Abstract
Shielding of small portions of the hematopoietic system provides protection against the lethal effects of whole-body irradiation in the midlethal dose range. Transfusion of either whole blood or transplantation of hematopoietic tissues protects to some degree in every mammalian species studied.
Manipulation of the radiation dose, time of transplant and recipient treatment with immune suppressors leads to some success in transplants between species. The probability of acceptance of an allograft is inversely related to the number of histocompatibility differences. Hence, in identical twins with no antigenic differences there should be 100% takes. Several investigators (1-4) have followed Atkinson (5) in attempting transplants between a normal individual and his whole-body irradiated leukemic identical twin. A logical extension of identical twin donor-recipient matching is the autologous transplant.
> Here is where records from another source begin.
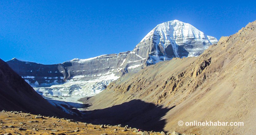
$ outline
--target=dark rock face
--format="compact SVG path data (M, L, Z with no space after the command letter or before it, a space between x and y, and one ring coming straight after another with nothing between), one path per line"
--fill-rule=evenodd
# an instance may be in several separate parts
M64 114L38 94L1 59L0 86L1 110L21 111L48 115L61 116Z
M43 65L14 58L9 65L34 87L62 84L67 80L87 81L115 79L125 74L119 65L130 51L100 56L87 59L74 59L54 65Z
M77 96L80 93L81 96L90 96L90 93L99 93L110 82L128 73L136 73L146 66L174 57L197 56L217 42L215 38L192 25L175 20L157 25L131 51L87 59L74 59L54 65L16 59L7 62L33 87L70 84L38 90L44 96ZM60 89L66 91L60 93Z

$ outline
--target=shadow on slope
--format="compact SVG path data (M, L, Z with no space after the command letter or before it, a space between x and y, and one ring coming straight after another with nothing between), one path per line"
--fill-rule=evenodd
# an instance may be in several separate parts
M174 107L163 108L162 105L133 100L108 108L85 111L84 120L94 124L121 124L145 130L161 131L166 123L162 118Z

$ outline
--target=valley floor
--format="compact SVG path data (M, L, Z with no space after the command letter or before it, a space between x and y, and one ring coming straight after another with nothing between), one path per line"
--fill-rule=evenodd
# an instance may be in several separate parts
M40 118L36 118L36 117ZM65 119L39 116L20 112L0 112L0 134L136 134L137 129L118 126L94 125ZM125 130L124 131L124 130ZM11 134L6 134L9 133ZM149 132L161 135L160 132Z

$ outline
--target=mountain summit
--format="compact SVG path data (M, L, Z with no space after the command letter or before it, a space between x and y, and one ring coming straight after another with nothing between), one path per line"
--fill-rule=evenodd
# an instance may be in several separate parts
M174 57L198 56L217 42L191 25L174 20L157 25L131 51L53 65L17 59L7 63L31 86L40 87L34 89L41 95L71 97L73 102L100 93L127 73Z
M192 25L175 20L157 25L130 53L136 55L128 57L145 60L147 66L174 57L198 56L217 42Z

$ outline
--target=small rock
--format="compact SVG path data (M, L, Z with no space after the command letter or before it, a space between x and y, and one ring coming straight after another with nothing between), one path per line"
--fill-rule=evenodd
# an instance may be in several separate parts
M46 119L46 118L44 118L42 116L36 116L35 117L35 119Z
M181 134L178 132L175 132L175 131L174 131L172 132L172 133L171 134L171 135L179 135Z
M74 120L69 119L69 120L67 120L67 121L68 121L68 122L76 122L76 121L75 121L75 120Z
M124 129L123 130L122 130L122 131L123 132L127 131L127 129Z
M142 134L142 135L149 135L149 133L147 131L144 131L143 133Z
M11 126L9 126L9 128L14 128L14 126L13 126L11 125Z
M161 132L160 132L160 134L162 135L165 135L165 133L163 132L163 131L161 131Z
M142 134L143 133L143 132L141 131L139 131L137 132L137 134Z

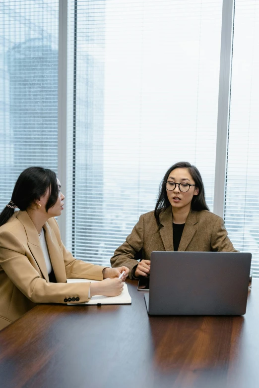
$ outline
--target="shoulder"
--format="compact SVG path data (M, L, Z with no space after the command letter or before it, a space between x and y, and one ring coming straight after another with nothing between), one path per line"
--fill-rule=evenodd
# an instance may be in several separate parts
M49 227L50 227L54 232L59 243L60 245L61 244L61 237L60 235L60 228L59 224L55 218L50 218L47 222L46 223L48 224Z
M141 214L140 217L139 217L139 221L140 221L141 219L143 220L144 222L151 222L152 221L156 222L156 219L155 218L155 214L154 214L154 211L152 210L151 212L148 212L147 213L144 213L144 214Z

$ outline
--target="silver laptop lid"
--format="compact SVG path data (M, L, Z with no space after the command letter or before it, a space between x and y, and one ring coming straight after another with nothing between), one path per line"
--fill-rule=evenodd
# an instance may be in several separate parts
M239 252L152 252L148 313L244 314L251 258Z

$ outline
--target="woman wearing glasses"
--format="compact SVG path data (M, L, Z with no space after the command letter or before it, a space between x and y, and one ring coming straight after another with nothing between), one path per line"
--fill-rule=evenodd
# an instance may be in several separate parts
M95 295L122 293L127 268L77 260L63 245L55 217L64 199L55 173L48 168L30 167L17 179L0 215L0 330L36 303L80 303ZM102 281L67 283L67 278Z
M130 278L146 277L153 251L237 252L227 235L223 220L209 211L199 171L180 162L167 171L155 211L140 216L111 263L127 267Z

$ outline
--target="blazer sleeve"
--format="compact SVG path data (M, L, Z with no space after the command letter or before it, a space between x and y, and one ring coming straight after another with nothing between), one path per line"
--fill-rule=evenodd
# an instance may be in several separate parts
M211 235L211 248L214 252L238 252L228 237L228 232L221 217L217 217Z
M91 279L92 280L103 280L103 270L106 267L86 263L73 256L66 249L63 242L61 248L63 253L65 265L65 273L67 279Z
M70 303L88 300L90 283L47 282L31 264L23 244L8 230L0 233L0 265L13 284L35 303L65 303L68 298L77 298Z
M125 266L130 269L129 277L134 278L132 270L138 264L136 257L141 259L139 253L141 252L144 240L144 217L140 216L137 223L134 226L131 233L126 238L126 240L118 248L111 259L112 267Z

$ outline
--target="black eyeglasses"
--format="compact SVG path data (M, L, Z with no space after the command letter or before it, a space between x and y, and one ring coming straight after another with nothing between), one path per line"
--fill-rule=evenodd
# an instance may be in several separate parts
M189 191L191 186L196 186L195 184L186 183L185 182L183 183L175 183L174 182L171 182L170 180L166 182L165 184L166 189L169 191L172 191L174 190L176 187L176 185L178 184L180 191L182 191L182 193L186 193L187 191Z

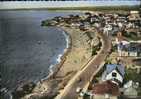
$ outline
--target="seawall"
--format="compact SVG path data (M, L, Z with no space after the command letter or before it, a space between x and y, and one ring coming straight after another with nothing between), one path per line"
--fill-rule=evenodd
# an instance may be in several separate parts
M61 7L93 7L93 6L119 6L119 5L138 5L139 2L119 0L99 1L0 1L0 10L5 9L46 9Z

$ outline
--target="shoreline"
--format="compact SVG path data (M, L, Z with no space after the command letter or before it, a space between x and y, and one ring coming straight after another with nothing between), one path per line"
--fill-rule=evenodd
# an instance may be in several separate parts
M69 35L69 33L67 33L64 29L62 29L61 27L57 27L59 28L64 36L66 37L66 42L67 42L67 45L66 45L66 48L64 49L63 53L61 54L61 56L59 58L57 58L57 60L59 59L59 62L55 65L52 65L52 74L49 73L49 75L47 76L47 79L45 80L48 80L48 79L51 79L51 78L54 78L54 76L57 74L57 72L60 70L61 66L63 65L63 63L65 62L66 60L66 56L69 54L69 52L71 51L71 46L72 46L72 39L71 39L71 36ZM60 55L60 54L59 54ZM58 56L59 56L58 55ZM43 81L45 81L43 80Z
M80 45L80 47L83 48L83 49L81 49L81 50L83 50L82 54L89 56L89 58L87 57L85 60L81 60L82 63L81 62L75 63L76 66L72 65L73 64L72 62L75 59L73 59L73 57L71 57L71 56L74 56L73 54L77 54L78 51L76 51L76 50L79 49L79 48L77 48L77 46L74 45L74 41L73 41L74 38L73 37L76 36L76 33L80 33L80 34L83 34L83 33L81 33L82 31L74 29L74 28L69 29L68 27L65 27L65 26L57 26L57 27L60 28L61 30L63 30L64 33L66 33L66 35L68 36L68 38L69 38L68 48L64 49L64 54L60 57L61 61L58 64L53 66L53 73L48 75L47 79L44 79L41 82L37 83L35 88L33 89L32 93L24 95L24 97L22 97L21 99L30 99L29 97L32 97L32 96L33 97L34 96L35 97L42 97L42 95L44 95L44 94L46 94L46 95L48 94L47 96L49 96L50 95L49 92L52 92L53 90L55 90L55 92L53 91L53 93L57 94L58 91L60 91L66 85L66 83L73 77L73 75L79 69L83 68L83 66L87 63L87 61L89 61L91 59L91 57L92 57L91 52L89 51L89 53L86 53L86 52L84 53L84 50L86 50L86 49L84 48L84 45L83 46ZM97 37L97 36L95 35L95 37ZM85 43L87 43L87 42L85 42ZM88 46L89 45L87 44L87 47ZM83 59L82 55L79 56L79 58ZM67 63L69 63L69 62L67 62L68 60L69 60L69 62L70 62L70 60L72 62L70 62L70 64L67 64ZM52 84L55 82L57 82L57 85L53 86Z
The patient serves as donor and recipient with an interim treatment of radio or chemotherapy. This method has been used with varied success in a number of clinical situations (3, 6). Experience has shown that in most radiation incidents patients have received a partial body or nonuniform exposure in which there exist areas of relatively unexposed marrow. These areas can be predicted by depth-dose studies and proven by marrow aspiration. In such cases the question is how best to aid the individual in reseeding his aplastic marrow from the shielded and intact marrow pool. Rudakov et al. (7) have shown that the introduction of a needle puncture into one or both femurs of irradiated rats led to a decrease in mortality. This effect could be increased by flushing with saline. Weinstein (8) demonstrated a similar effect by the intramedullary mixing of marrow by a trocar inserted into the shielded rat tibia.
Several investigators (9, 10) have compared the protective effect of shielded marrow to the injection of an equivalent amount of marrow cells.